JUDGMENT
PER CURIAM.This case was considered on the record from the United States District Court for the District of Columbia and on the briefs filed by the parties pursuant to D.C. Circuit Rule 34(j). It is
ORDERED that the judgment from which this appeal has been taken be affirmed.
Bryan S. Ross appeals the district court’s grant of summary judgment to Continental Casualty Company on his breach of contract claim. “Summary judg*727ment is appropriate if ‘there is no genuine issue as to any material fact and ... the moving party is entitled to a judgment as a matter of law”’; a genuine issue exists “only if ‘a reasonable jury could return a verdict for the nonmoving party.’ ” Taylor v. Small, 350 F.3d 1286, 1290 (D.C.Cir.2003) (quoting Fed.R.Civ.P. 56(c); Anderson v. Liberty Lobby, Inc., 477 U.S. 242, 248, 106 S.Ct. 2505, 91 L.Ed.2d 202 (1986)) (alteration in original). In 2003, Stanley H. Goldschmidt and the Law Offices of Goldschmidt, P.C. (collectively Goldschmidt) purchased a professional malpractice liability insurance policy from Continental. In the application for insurance Goldschmidt represented that he was unaware of any acts which might form the basis of a malpractice claim against him, notwithstanding that he was then appealing the entry of a default judgment for over $900,000 against his client, Réstau-rant Equipment & Supply Depot (RES), resulting from his failure to file an answer for RES. RES subsequently filed for bankruptcy and its trustee, Ross, sued Goldschmidt for malpractice arising from the default judgment. Continental refused to cover the claim. Ross settled with Goldschmidt and accepted an assignment of Goldschmidt’s rights under the malpractice insurance policy Goldschmidt purchased from Continental. Ross then brought this suit against Continental, alleging that Continental had breached its contract by denying coverage. The district court held that D.C.Code § 31-4314 does not apply and that the clear language of the liability policy precludes coverage for this claim. Ross argues that D.C.Code § 31-4314 does apply, prohibiting Continental from denying coverage, and that the insurance policy calls for a purely subjective inquiry into whether Goldschmidt believed his actions might form the basis of a malpractice claim.
First, we conclude the district court correctly rejected a purely subjective inquiry into Goldschmidt’s belief at the time he purchased the insurance policy. Instead it applied a two-part subjective/objective analysis that looked at the facts of which Goldschmidt was aware and then determined that a reasonable lawyer would have believed those facts could form the basis of a malpractice claim. See Skinner v. Aetna Life & Cas., 804 F.2d 148, 151-52 (D.C.Cir.1986) (applying two-part subjective/objective analysis).

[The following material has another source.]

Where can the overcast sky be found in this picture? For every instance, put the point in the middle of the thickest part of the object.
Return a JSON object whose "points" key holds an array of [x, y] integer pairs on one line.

Second, under D.C.Code § 31-4314 an insurance company can rescind a policy as the result of a false statement in the application for insurance if the statement “materially affected either the acceptance of the risk or the hazard assumed by the company.” Both falsity and materiality under section 31-4314 may be found as a matter of law. Prudential Ins. Co. of Am. v. Saxe, 134 F.2d 16, 25 (D.C.Cir.1943). Under the proper two-part analysis, Gold-schmidt’s representation was false as a matter of law. That Goldschmidt’s negligence led to the entry of a default judgment of over $900,000 against his client plainly “materially affected either the acceptance of the risk or the hazard assumed by” Continental when it issued Gold-schmidt the malpractice liability insurance policy. Even if D.C.Code § 31-4314 applies, therefore, the plain language of that provision permits Continental to deny coverage on Ross’s malpractice claim against Goldschmidt.
Pursuant to D.C. Circuit Rule 36, this disposition will not be published. The Clerk is directed to withhold issuance of the mandate herein until seven days after resolution of any timely petition for rehearing or rehearing en banc. See Fed. R.App. P. 41(b); D.C.Cir. Rule 41.